Why are SMEs not taking a more aggressive approach in protecting their businesses and customers? With security being a confusing topic and many small businesses lacking the security expertise needed to adequately protect themselves, many SMEs fall short.

How prepared are small businesses for a security incident?

According to a recent report released by Experian, ‘SME’s under threat’, 30% of SMEs do not have an incident response plan.

Many firms are still struggling to put in place or identify exactly what their response to this ever-increasing threat should look like. They feel overwhelmed by the threat, and given the size of the problem, end up underplaying the value of the clear solution – a data breach plan. Although companies may understand why they are attractive to cyber-criminals, it’s clear that a data breach plan can seem overwhelming to some.”
– Experian’s head of data breach services, Jim Steven

Certainly, the thought of a response plan can seem daunting and overwhelming, but what else is keeping SMEs from putting one in place? According to the Experian findings, of those SMEs who do not have a response plan in place, 51% feel a response plan is not a priority, while 39% felt they weren’t at risk of a breach.

According to Steven, top executives have a false impression that their organizations do not hold valuable data, therefore are not at risk of being a target for cybercriminals.

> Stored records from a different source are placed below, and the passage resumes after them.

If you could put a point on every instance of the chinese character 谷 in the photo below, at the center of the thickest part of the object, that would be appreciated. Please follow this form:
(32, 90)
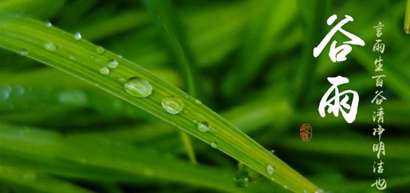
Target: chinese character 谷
(379, 80)
(335, 105)
(380, 184)
(379, 131)
(338, 54)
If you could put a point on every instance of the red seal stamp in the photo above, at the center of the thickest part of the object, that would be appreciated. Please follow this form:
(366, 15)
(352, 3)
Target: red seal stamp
(306, 132)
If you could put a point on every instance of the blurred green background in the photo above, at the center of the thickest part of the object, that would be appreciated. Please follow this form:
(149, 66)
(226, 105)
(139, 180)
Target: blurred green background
(253, 64)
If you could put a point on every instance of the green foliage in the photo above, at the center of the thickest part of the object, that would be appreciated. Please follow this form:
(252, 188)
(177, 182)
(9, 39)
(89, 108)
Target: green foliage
(249, 61)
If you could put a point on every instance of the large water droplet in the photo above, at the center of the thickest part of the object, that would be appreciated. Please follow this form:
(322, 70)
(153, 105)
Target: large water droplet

These individuals thinking their organizations do not hold valuable data could result in devastation, as being connected to the internet alone makes a company vulnerable to a cyberattack.

Although nobody wants to think about what would happen if a security incident were to occur on their organization, it is important to know what to do in the unfortunate event of one. Incident response plans should be proactive rather than reactive and should be tested to ensure they operate as expected.